Handle GZIP stream correctly
josvanroosmalen opened this issue · 7 comments
Internal Bugtrack reference: 42127
The next major version of MarkLogic Server will support HTTP Chunking and GZIP compression if requested by the request headers.
Some MarkLogic Java Client API unit tests are now failing against this latest MLS build.
Based on a first analysis:
- The Java Client API is always sending requests that it accepts GZIP (
accept-encoding: gzip) - The new server is going to respond with a GZIP. The current MLS version is ignoring this, so it sends an uncompressed stream.
- The Java Client API is producing undesired outcome, because it makes certain assumptions which are not true in case a GZIP stream is delivered. For example
body.contentLength()is frequently tested to see the response is empty or not. In case of GZIP this is always-1, so this test result in the wrong program flow.
The goal of this change is to get the Java Client API working with both uncompressed and compressed streams, so that all integration tests runs fine with the current build and next major release of the server.
I am working on a fix now.
Will need to review reasons for current implementation, as described above.
I'm thinking that only requests that return a large payload should be compressed with the rationale that compressing and decompressing small responses might degrade instead of improving performance.
One way to address this problem would be for the Java Client to submit the accept-encoding: gzip header only for requests that could return a large payload. The Java Client would omit that header for requests that always return a small payload.

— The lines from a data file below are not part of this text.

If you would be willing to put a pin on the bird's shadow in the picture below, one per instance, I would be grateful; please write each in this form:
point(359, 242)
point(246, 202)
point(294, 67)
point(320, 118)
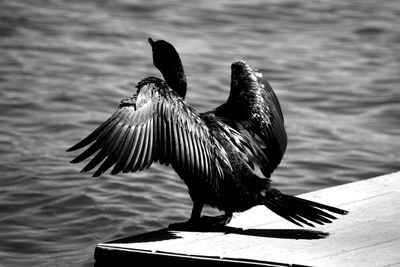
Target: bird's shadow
point(168, 234)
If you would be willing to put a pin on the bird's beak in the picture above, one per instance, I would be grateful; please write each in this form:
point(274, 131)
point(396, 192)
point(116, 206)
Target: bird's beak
point(151, 42)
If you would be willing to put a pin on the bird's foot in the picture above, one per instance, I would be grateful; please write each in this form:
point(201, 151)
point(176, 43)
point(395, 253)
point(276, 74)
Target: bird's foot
point(204, 223)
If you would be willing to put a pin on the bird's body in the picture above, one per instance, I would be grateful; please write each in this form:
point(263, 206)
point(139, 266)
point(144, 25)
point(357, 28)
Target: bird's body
point(214, 153)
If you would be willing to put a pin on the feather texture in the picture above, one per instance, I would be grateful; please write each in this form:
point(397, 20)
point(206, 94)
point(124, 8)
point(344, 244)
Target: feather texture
point(155, 125)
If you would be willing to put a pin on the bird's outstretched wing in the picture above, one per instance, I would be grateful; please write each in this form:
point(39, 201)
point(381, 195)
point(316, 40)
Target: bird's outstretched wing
point(154, 125)
point(253, 109)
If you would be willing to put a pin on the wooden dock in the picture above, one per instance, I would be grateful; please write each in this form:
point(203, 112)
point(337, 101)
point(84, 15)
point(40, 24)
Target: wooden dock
point(368, 236)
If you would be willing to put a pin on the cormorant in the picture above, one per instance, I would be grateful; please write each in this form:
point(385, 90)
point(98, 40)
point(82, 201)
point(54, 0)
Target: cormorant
point(214, 152)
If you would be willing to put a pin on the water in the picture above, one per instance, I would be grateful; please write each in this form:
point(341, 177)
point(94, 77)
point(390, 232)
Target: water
point(65, 65)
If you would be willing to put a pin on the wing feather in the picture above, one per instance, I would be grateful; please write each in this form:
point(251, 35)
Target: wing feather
point(154, 125)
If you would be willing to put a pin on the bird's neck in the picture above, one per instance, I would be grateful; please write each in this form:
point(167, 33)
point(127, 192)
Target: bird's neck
point(176, 79)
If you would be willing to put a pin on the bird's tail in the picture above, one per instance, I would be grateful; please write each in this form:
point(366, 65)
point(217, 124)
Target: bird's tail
point(297, 210)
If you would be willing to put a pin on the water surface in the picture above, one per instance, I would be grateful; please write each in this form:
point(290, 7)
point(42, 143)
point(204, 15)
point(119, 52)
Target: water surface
point(65, 65)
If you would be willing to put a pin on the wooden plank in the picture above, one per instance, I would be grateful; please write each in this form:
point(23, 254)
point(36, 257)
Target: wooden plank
point(368, 236)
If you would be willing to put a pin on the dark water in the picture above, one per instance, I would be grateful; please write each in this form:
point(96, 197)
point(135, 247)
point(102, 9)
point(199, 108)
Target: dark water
point(65, 65)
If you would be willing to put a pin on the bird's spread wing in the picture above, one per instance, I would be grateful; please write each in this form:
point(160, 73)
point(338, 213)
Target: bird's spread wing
point(155, 125)
point(253, 109)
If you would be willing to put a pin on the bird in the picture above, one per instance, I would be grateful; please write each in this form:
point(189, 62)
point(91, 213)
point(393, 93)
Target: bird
point(215, 153)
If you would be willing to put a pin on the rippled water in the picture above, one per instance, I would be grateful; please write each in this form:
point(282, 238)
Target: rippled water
point(65, 65)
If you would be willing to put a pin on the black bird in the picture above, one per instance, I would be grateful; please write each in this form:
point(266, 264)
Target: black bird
point(214, 153)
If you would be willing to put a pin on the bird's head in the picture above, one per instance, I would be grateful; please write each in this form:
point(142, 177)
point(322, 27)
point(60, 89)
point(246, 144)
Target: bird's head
point(166, 59)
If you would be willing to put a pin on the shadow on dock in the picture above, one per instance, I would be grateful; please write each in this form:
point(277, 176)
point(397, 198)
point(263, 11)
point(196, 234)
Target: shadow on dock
point(168, 234)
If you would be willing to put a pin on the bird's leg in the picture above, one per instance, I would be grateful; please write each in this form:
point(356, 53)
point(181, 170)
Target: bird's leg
point(202, 223)
point(217, 221)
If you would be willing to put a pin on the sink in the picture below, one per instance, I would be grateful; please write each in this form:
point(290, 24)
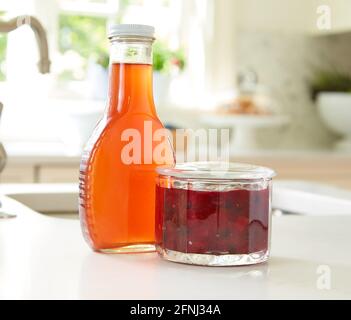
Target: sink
point(56, 200)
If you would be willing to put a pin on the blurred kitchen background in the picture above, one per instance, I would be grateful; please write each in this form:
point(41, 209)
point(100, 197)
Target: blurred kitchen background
point(276, 73)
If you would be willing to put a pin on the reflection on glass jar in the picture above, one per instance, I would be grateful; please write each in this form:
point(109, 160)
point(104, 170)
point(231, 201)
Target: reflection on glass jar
point(211, 216)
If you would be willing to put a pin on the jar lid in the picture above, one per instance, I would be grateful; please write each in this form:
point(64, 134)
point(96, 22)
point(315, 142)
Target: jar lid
point(216, 170)
point(131, 30)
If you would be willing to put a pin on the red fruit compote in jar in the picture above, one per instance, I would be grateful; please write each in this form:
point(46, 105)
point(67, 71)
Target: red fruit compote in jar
point(211, 213)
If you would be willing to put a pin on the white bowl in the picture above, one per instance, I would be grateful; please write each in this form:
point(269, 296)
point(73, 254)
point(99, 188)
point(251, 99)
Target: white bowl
point(335, 111)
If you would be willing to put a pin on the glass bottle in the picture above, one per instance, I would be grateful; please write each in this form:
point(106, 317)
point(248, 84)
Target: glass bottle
point(117, 172)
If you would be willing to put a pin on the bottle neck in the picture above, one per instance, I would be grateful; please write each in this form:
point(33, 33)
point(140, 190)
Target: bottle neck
point(131, 77)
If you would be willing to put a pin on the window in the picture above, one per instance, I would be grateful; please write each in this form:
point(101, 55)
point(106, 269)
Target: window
point(3, 42)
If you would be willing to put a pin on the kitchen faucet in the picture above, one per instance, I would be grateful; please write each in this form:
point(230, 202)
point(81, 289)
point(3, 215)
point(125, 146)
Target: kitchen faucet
point(43, 64)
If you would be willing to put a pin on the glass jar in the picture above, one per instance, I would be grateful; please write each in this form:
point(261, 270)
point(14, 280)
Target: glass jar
point(215, 214)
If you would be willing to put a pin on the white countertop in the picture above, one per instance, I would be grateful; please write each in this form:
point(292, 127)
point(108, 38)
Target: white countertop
point(45, 257)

Another way to address this problem would be for the REST API endpoint to control whether it compresses the response. In this approach, the REST API would need a response configuration pragma or builtin so it could enable or disable support for gzip.
A third way to address the problem would be for the appserver to compress only if the response is larger than a minimum threshhold.
It's not always about efficiency of CPU/time. When dealing with egress in cloud environments, smaller compressed payloads can save money.
I made a MLS fix which does (until now) not require a Java API change to fix regression. The change is that we do not send content-encoding:gzip if the body is empty. In that case we do not sent this content-encoding but we sent content-length:0 instead. By doing this program flow within the client API works again, because if content-encodig:gzip is there, then it contains a body, and in OKHTTP the body.contentLength()=-1. If the body is empty then contentLength()==0. As long as the API checks contentLength!=0 for being body present, then this works because this both matches -1 (for GZIP) and positive values (unzipped). This goes wrong if the API is using contentLength > 0 but that seems not the case.
Also this solution seems to fit better the 'expectations' from clients. You can find multiple complains on internet for different server products which sends content-encoding:gzip followed by no-body. Other client/middleware/integration products seems to have problems with this. Also OKHttp has a problem with this, because the GZIPSource simply starts to try to read the GZIP header without checking it is there, causing IO exceptions.
I would propose to keep this ticket open until regression is confirmed fix. If still some Client API changes are needed we will use this ticket for this.
Ajit reported that the Java Client vs next major MLS fixed so we close this one now.